At last, it’s the week of the Space Summit CD release. It comes out on Friday and if you pre-ordered it, it’s already on the way. For those of you that are not aware, there is a pressing plant crisis and a manufacturing backlog, so the limited blue vinyl version of the album won’t be in your hands till next year, but actually, next year isn’t that far away. You can still pre-order it now. You’ve seen the three videos for the first three songs from the album, I’m Electric, Life This Way, and Queen Elizabeth’s Keys. Please spread the word, I think this is an album that a lot of people would like if they only got to hear it and that’s the problem, so please share it where you can.
PRE-ORDER SPACE SUMMIT’S DEBUT ALBUM (CD or LP) HERE
They are so mad busy at the pool for the new season, that they just keep on telling me to go through to swim and they’ll sort out my membership later. As a regular, they know I’ll always be back. But today they were so busy they didn’t get to put me in the book so when I got to the pool the swimming class had all the lanes taken up. They were friendly though and two of them shared a lane. The only reason I’m telling you this is because after my mile and my other strokes to make it to 72 lengths there was no one in the pool. So, I thought I’ll try and swim the butterfly and take it to 74. I have little idea what I’m doing and if you were watching I must have looked like an old wooden sideboard being dragged through the water by a hippopotamus. But, I made it to one end of the pool and back. When I got back to where I started I was absolutely breathless and stood at the side of the pool gasping for air. I know I was swimming it badly and I was more like an inured moth than a butterfly but it’s so strenuous. It’s an ambition to be able to swim this stroke with some kind of poise, instead of poison.

I had a chat with my mate Ed Rogers on Skype today. We are organising an interview for WFMU New Jersey/New York radio that I will co-host with him and he will play lots of songs from my projects and other favourites and obscurities from both of us. You can check out and listen to playlists and the shows with very special guests here.
I’ve played guitar on a couple of Ed’s albums and you can check them out here. He turned me on to the new Andy Partridge EP today called My Failed Songwriting Career Volume 1, which I ordered straight away without hearing it. I’m saving it for tomorrow.

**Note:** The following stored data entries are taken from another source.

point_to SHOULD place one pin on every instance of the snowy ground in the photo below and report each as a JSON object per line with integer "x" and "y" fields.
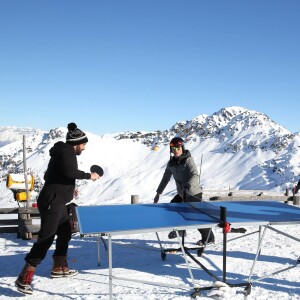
{"x": 138, "y": 257}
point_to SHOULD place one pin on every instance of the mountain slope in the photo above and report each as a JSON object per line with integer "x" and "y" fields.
{"x": 239, "y": 148}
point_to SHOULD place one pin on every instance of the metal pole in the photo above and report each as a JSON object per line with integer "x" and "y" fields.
{"x": 110, "y": 267}
{"x": 200, "y": 170}
{"x": 25, "y": 170}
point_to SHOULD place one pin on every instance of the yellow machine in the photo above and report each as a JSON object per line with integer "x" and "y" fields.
{"x": 16, "y": 183}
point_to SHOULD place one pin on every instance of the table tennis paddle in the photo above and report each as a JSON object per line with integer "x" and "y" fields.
{"x": 97, "y": 169}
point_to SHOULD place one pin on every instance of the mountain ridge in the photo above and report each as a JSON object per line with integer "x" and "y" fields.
{"x": 266, "y": 154}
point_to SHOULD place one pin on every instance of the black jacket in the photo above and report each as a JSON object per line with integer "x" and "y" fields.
{"x": 61, "y": 174}
{"x": 185, "y": 173}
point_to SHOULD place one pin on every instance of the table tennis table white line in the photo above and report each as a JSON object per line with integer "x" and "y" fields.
{"x": 261, "y": 237}
{"x": 261, "y": 223}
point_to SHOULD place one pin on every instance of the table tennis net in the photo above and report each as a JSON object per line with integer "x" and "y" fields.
{"x": 203, "y": 206}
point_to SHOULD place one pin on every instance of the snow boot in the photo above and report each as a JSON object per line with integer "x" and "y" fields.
{"x": 60, "y": 268}
{"x": 24, "y": 279}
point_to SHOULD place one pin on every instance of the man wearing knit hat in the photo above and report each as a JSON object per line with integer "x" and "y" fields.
{"x": 57, "y": 191}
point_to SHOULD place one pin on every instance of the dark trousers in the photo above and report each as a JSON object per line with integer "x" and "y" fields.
{"x": 205, "y": 232}
{"x": 54, "y": 221}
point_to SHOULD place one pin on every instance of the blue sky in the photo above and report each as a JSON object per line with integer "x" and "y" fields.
{"x": 141, "y": 65}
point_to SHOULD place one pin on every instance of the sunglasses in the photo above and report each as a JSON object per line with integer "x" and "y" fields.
{"x": 175, "y": 148}
{"x": 176, "y": 144}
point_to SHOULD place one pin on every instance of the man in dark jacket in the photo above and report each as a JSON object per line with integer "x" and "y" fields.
{"x": 182, "y": 167}
{"x": 57, "y": 191}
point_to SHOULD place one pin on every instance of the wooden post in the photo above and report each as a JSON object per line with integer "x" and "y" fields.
{"x": 134, "y": 199}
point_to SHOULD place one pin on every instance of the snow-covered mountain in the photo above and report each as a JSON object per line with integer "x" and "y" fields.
{"x": 238, "y": 148}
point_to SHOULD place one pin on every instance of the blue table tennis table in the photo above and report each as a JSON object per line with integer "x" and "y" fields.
{"x": 113, "y": 220}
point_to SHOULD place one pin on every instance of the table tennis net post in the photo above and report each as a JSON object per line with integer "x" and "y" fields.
{"x": 211, "y": 210}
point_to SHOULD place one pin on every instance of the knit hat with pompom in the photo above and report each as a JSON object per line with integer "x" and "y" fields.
{"x": 75, "y": 136}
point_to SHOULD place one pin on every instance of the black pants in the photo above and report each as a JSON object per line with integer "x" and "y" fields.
{"x": 54, "y": 221}
{"x": 205, "y": 231}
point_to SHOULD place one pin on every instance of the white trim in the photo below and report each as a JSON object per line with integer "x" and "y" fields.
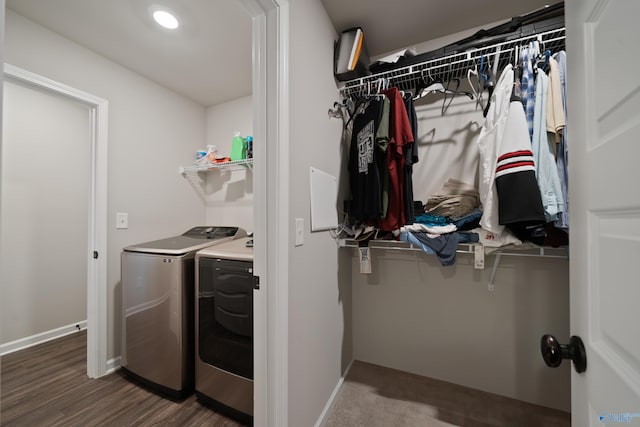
{"x": 96, "y": 269}
{"x": 271, "y": 208}
{"x": 42, "y": 337}
{"x": 113, "y": 364}
{"x": 328, "y": 408}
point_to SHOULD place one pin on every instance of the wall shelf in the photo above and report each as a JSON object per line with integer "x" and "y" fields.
{"x": 232, "y": 165}
{"x": 196, "y": 174}
{"x": 525, "y": 250}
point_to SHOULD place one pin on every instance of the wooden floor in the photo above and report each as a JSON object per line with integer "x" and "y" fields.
{"x": 47, "y": 385}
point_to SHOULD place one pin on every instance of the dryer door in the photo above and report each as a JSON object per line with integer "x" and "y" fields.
{"x": 225, "y": 315}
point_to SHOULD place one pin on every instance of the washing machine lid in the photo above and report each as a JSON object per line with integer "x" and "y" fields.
{"x": 192, "y": 240}
{"x": 234, "y": 250}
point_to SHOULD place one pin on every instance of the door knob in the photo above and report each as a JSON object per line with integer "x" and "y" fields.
{"x": 553, "y": 352}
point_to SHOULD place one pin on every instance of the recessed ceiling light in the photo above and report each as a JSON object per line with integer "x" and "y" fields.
{"x": 166, "y": 19}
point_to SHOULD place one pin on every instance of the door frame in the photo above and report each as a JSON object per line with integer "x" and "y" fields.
{"x": 271, "y": 208}
{"x": 97, "y": 364}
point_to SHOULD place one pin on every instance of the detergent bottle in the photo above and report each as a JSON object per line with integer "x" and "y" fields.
{"x": 238, "y": 147}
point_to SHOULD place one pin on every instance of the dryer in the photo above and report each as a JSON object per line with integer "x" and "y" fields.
{"x": 224, "y": 328}
{"x": 158, "y": 285}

The sky opened up tonight and let go of the rain like it was in a pre-filled tank. It came down, emptied onto the Earth, turned on its side by a mischievous young child god and then emptied it suddenly stopped, only to do the same thing again an hour later like the child had refilled it and emptied it again sniggering, gazing through the clouds at the people below, watching them run for cover. It’s still warm despite the shower and that’s living in Portugal.
I paid for the boxes to pack the archive today and it was painful, it cost £1,238.66. But it’s really happening. We leave a week on Wednesday for this monumental task of moving the archive, the guitars, the books, and the lava lamps, but if we do actually get it together and we can get it all set up here in Portugal, you are most welcome.

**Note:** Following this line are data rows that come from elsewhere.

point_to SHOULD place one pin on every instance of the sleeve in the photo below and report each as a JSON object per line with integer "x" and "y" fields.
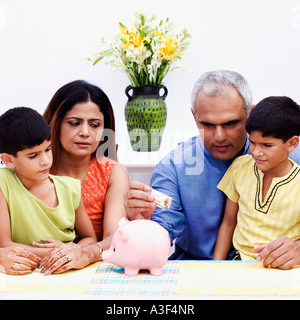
{"x": 164, "y": 179}
{"x": 228, "y": 182}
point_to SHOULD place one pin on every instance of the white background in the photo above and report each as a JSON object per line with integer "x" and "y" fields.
{"x": 44, "y": 45}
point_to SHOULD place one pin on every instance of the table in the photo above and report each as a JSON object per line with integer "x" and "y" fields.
{"x": 181, "y": 280}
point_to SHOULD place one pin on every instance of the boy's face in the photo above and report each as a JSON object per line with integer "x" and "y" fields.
{"x": 32, "y": 163}
{"x": 271, "y": 154}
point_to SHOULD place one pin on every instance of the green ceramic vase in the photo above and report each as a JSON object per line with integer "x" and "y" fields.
{"x": 146, "y": 116}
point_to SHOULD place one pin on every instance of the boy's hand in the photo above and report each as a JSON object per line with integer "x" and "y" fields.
{"x": 282, "y": 253}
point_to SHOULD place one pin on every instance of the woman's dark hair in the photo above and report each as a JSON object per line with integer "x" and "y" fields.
{"x": 22, "y": 128}
{"x": 63, "y": 101}
{"x": 277, "y": 117}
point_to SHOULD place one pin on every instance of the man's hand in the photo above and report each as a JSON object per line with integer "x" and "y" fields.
{"x": 282, "y": 253}
{"x": 138, "y": 203}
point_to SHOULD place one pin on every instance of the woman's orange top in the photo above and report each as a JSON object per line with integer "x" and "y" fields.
{"x": 93, "y": 191}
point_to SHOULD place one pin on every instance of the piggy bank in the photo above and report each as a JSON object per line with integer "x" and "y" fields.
{"x": 139, "y": 245}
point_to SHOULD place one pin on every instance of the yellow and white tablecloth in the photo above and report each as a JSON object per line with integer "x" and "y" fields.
{"x": 180, "y": 280}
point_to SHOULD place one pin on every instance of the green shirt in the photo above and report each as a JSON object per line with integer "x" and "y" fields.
{"x": 31, "y": 219}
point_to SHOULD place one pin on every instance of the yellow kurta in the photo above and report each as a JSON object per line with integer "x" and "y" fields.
{"x": 31, "y": 219}
{"x": 260, "y": 222}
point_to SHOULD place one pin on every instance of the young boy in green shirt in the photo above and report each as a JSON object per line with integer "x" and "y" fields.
{"x": 35, "y": 206}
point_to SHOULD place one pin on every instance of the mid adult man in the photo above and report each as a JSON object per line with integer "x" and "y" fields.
{"x": 221, "y": 102}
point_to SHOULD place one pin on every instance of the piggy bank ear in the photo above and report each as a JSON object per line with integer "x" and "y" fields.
{"x": 123, "y": 222}
{"x": 124, "y": 235}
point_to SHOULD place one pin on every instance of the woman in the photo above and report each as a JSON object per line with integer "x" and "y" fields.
{"x": 81, "y": 118}
{"x": 18, "y": 261}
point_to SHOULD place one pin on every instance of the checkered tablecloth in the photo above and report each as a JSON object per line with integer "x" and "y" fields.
{"x": 110, "y": 281}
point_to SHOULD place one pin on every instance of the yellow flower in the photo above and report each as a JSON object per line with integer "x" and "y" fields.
{"x": 124, "y": 36}
{"x": 169, "y": 51}
{"x": 158, "y": 34}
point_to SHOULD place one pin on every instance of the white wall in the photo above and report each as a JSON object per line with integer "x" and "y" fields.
{"x": 44, "y": 44}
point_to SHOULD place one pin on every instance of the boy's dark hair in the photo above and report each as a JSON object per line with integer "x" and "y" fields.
{"x": 22, "y": 128}
{"x": 277, "y": 117}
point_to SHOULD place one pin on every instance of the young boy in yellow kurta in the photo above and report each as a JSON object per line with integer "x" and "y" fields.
{"x": 35, "y": 206}
{"x": 263, "y": 188}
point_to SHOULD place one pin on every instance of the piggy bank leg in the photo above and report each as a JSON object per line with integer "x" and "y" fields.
{"x": 131, "y": 271}
{"x": 156, "y": 271}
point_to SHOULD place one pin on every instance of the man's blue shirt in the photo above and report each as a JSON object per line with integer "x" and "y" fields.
{"x": 190, "y": 175}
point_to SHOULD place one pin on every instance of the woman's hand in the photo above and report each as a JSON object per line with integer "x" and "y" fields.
{"x": 18, "y": 261}
{"x": 48, "y": 243}
{"x": 68, "y": 256}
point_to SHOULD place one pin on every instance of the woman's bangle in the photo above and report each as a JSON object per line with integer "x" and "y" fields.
{"x": 100, "y": 250}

Sesh today with Abby and Nick in Philadelphia, always great because they are both philosophy teachers, hours of mind-zapping entertainment. I was supposed to speak to Noelle in Montreal but they had a massive thunderstorm and the power went out so that was that.

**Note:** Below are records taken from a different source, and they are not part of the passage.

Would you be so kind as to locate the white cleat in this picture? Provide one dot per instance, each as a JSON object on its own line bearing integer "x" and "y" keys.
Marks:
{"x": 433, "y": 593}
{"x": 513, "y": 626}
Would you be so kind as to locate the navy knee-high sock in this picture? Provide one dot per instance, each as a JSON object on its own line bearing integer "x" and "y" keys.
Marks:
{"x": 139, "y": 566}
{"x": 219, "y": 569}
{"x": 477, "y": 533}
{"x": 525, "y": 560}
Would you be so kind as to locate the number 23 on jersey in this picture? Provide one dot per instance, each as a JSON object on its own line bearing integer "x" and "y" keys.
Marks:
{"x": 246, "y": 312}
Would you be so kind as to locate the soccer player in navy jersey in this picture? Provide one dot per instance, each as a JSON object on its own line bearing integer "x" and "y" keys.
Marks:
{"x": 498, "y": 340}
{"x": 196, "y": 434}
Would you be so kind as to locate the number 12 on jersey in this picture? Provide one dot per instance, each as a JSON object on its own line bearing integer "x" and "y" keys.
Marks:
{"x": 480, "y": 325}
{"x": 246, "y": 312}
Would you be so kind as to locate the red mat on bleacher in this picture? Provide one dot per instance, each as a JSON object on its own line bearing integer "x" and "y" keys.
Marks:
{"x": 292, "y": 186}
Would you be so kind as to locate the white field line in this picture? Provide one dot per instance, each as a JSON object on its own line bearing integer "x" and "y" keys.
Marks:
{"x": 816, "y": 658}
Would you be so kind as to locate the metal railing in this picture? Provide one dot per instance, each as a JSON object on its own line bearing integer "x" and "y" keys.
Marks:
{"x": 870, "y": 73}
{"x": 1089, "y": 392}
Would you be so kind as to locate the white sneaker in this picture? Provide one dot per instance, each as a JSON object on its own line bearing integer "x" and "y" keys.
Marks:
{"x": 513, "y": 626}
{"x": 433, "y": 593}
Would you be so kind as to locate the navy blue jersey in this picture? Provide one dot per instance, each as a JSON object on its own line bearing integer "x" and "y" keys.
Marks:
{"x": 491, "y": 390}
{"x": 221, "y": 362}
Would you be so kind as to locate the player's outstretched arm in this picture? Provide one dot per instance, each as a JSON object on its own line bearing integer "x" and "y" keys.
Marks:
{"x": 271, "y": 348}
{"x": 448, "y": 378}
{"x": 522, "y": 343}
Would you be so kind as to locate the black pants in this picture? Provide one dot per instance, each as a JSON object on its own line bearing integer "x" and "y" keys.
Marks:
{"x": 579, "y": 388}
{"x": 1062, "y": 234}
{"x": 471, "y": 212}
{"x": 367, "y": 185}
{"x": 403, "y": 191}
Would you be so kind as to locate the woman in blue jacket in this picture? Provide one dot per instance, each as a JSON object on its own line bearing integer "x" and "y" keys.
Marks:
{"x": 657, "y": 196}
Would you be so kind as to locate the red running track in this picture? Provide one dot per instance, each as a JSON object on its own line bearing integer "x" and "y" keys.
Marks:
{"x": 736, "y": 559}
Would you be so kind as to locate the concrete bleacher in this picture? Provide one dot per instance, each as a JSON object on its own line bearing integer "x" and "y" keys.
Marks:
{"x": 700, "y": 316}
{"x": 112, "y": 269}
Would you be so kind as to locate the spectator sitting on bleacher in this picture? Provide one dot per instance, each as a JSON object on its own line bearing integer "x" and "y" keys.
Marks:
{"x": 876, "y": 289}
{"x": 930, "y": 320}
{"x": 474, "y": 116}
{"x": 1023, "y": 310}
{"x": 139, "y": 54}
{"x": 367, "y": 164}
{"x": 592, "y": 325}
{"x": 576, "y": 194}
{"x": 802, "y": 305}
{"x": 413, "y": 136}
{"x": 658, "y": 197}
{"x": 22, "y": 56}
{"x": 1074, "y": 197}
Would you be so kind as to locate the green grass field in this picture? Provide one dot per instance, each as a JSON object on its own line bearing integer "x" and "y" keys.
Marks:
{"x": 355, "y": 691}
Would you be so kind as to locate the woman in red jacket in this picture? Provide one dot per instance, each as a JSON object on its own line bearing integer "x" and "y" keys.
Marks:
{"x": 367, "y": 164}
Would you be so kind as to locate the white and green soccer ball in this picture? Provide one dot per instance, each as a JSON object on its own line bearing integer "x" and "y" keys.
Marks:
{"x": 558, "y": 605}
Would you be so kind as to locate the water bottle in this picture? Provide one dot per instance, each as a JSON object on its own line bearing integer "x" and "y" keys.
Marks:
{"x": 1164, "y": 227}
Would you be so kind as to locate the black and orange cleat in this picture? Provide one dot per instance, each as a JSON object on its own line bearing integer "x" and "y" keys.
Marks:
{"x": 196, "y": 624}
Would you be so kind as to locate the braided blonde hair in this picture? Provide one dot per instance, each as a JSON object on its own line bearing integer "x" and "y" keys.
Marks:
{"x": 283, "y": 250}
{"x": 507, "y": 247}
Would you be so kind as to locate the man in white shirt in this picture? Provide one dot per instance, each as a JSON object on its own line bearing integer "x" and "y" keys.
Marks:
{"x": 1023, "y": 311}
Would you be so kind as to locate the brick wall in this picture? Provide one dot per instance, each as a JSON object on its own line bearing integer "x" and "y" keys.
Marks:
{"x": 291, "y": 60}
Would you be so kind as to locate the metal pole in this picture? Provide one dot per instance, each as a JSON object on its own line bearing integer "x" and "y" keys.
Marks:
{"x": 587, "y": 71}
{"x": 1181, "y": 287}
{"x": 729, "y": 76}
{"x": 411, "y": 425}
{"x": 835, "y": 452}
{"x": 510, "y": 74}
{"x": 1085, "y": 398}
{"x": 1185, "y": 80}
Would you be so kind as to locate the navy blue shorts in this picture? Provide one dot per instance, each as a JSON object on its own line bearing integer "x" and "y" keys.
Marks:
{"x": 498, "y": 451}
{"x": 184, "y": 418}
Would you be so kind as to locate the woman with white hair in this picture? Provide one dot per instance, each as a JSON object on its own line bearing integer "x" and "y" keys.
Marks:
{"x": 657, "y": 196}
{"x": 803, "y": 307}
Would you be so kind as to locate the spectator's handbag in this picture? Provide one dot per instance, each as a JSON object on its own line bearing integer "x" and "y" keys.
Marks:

Music today has been two great bands from the late sixties and early seventies that you hear little about these days. Family and Curved Air. I started with the classic Music In A Doll’s House (1968) by Family, their debut album, before moving on to Curved Air’s debut Air Conditioning (1970) and their second album called Second Album (1971) that featured the hit Back Street Luv which reached No.4 in the British charts. Finally playing Family’s second album Family Entertainment (1969). A thought for recently departed Curved Air drummer Florian Pilkington-Miksa who incidentally was replaced by future drummer for The Police, Stewart Copeland, who in 1982 married singer Sonja Kristina. Olivia almost booked a lesson with violinist Darryl Way. Keyboard player/guitarist Francis Monkman went on to form Sky with John Williams.